Фактически волки замыкают природную иерархию животных образов, хотя за скобками, т.е. уже совсем за чертой, остается еще один образ – собака, вернее пес. Это самое распространенное бранное слово в устах гомеровских персонажей – как богов, так и людей. Так, Гера в том самом споре обозвала Артемиду «псицей» ( Il., XXI, 481; еще раз: XXI, 481;ср.: VIII, 423 ). И точно так же герои, иногда, по мере надобности, ругают своих противников «псами» ( Il., XI, 362; XIII, 623; XX, 449 ). Во всех этих случаях «пес» уже не социальная, а моральная характеристика, одним словом, ругательство.

Собственно говоря, так и выглядит в эпосе социальная иерархия, преломленная сквозь призму поэтических сравнений[10]. Однако на деле, все, конечно, не так просто. Следует повторить: эпос представляет собой слишком сложное и многоплановое явление, чтобы искать в нем однозначные схемы. Это касается и сравнений, т.к. они обычно используются ситуативно, т.е. каждый раз применительно к конкретной ситуации. А это значит, что и образы животных  в сравнениях с людьми могут свободно варьироваться, плавно перетекая из одного в другой, в зависимости от обстоятельств. Социальная же, а вместе с тем и ценностная коннотация в сравнениях, может, в зависимости от случая, как выступать на первый план, так и отступать в тень, хотя, кажется, никогда не исчезает совсем. В результате, вся картина становится неоднозначной, но в то же время и весьма насыщенной, содержащей в себе многоплановую информацию.
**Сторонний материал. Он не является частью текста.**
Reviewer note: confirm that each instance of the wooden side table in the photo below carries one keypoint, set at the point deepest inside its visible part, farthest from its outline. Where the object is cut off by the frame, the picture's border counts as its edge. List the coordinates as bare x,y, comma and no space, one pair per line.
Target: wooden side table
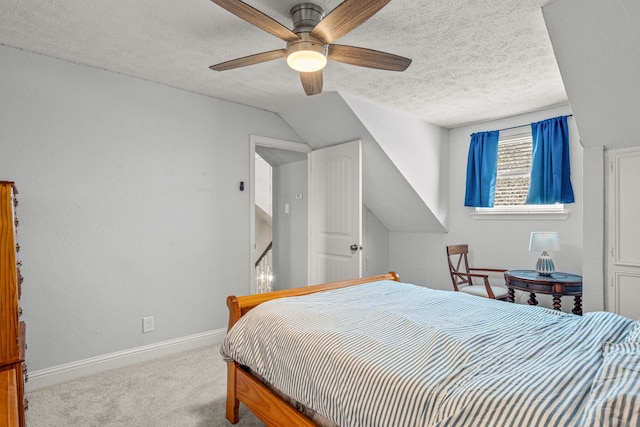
558,285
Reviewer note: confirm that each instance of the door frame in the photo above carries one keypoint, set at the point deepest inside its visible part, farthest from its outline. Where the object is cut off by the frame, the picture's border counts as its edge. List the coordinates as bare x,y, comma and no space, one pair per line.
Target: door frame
263,141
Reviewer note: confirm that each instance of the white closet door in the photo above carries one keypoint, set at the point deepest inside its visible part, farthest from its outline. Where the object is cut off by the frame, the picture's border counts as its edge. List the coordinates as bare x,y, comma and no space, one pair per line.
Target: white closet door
623,232
335,213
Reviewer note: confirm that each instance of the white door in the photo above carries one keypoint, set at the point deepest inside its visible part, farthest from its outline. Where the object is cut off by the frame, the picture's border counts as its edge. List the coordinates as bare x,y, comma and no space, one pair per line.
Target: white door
335,213
623,232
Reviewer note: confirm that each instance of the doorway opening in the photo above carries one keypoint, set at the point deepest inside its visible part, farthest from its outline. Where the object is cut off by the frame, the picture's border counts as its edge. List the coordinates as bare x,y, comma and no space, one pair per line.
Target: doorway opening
278,213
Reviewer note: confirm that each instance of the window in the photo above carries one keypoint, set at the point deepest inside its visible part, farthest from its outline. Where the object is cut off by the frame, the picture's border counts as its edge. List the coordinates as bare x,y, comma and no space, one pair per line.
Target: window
514,166
512,183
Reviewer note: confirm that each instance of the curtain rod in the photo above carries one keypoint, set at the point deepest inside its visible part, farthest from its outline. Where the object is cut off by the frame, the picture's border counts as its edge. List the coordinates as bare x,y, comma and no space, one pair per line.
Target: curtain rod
521,126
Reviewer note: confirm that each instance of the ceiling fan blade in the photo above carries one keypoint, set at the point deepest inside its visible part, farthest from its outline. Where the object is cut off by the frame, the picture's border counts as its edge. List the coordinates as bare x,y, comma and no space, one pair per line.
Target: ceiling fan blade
312,82
257,18
345,17
250,60
367,58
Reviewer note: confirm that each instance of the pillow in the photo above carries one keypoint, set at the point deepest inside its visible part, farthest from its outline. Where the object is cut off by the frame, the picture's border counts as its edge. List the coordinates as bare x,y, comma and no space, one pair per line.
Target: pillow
634,333
615,392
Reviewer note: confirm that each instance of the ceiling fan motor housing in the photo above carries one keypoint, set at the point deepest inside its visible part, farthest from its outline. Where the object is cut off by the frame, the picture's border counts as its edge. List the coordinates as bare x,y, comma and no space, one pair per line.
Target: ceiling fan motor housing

Сказанное хорошо заметно на примере Ахилла. Когда он со страшной силой крушит троянские рати, то он устремляется на них как «лев – истребитель» (Il., XX, 164 ) или даже как «демон» ( daivmoni ij’so” –  Il., XX, 447 ). Когда же он спешит к месту боя, то в своем порыве становится подобен орлу ( Il., XXI, 252sq ), или боевому коню( Il., XXII, 21sqq ). Когда же он, в отместку за гибель Патрокла, учиняет массовое побоище троянцев, для изображения его неодолимой силы все обычные сравнения оказываются недостаточными и поэт уподобляет ее мощи пожара ( Il., XX, 490 sqq; XXI, 521sqq ). Во всех этих случаях, с одной стороны, даются наиболее соответствующие ситуации поэтические образы, а с другой стороны, всякий раз соблюдается ценностная позиция статуса. Лев, орел и конь – благородные, царственные и священные животные, как нельзя лучше подходящие статусу Ахилла. Сравнение же с демоном или со священной стихией огня придает этому исключительному герою вполне соответствующий ему характер сакральной энергии. Подобной чести удостоился от поэта еще только Гектор – единственный достойный Ахилла противник, тоже царственной крови и тоже «лев». В минуты славы, когда он без удержу бил и гнал ахейцев, он был подобен то буре ( Il., XII, 40 ), то «вихрю могучему» ( Il., XI, 297 ), то опять же, огненной стихии (Il., XVII, 88, 565; XVIII, 154 ). Здесь точно также поэтические образы описывают ситуацию и одновременно соответствуют социальному статусу героя. Таким образом, с помощью сравнений поэт умудряется одновременно очень точно охарактеризовать как само действие, так и статус действующего героя, его физическую и метафизическую сущность.

При описании сражений, как уже многократно отмечалось[11], Гомер чаще всего использует стандартную формулу охоты: сильнейшая сторона приравнивается к охотнику, будь то зверь или человек, а слабейшая, побеждаемая сторона – к добыче. Так, Агамемнон набрасывается на троянцев как лев на коров (Il., XI, 173 – 180) и точно так же выглядит Гектор, когда он бьет ахейцев ( Il., XV, 630sq ). К Диомеду вообще «прилипла» стандартная формула, изображающая его как льва, нападающего на тельцов ( Il.,V, 137sqq, 161sq; XI, 383 ). Но опять же, когда ахейские простолюдины бьют троянцев, то это волки нападают на коз или агнцев (Il., XVI, 351 sqq ). Одним словом, сцена охоты является базовой матрицей при описаниях сражений. Причем эту матрицу использует не только сам поэт, но и его герои. Когда перед решительной схваткой с Гектором Ахилл отвергает предложение противника договориться об уважении к телу побежденного, он для обоснования своего отказа пользуется именно этой эпической формулой и заявляет:

«Нет и не будет меж львов и людей никакого союза;

Волки и агнцы не могут дружиться согласием сердца»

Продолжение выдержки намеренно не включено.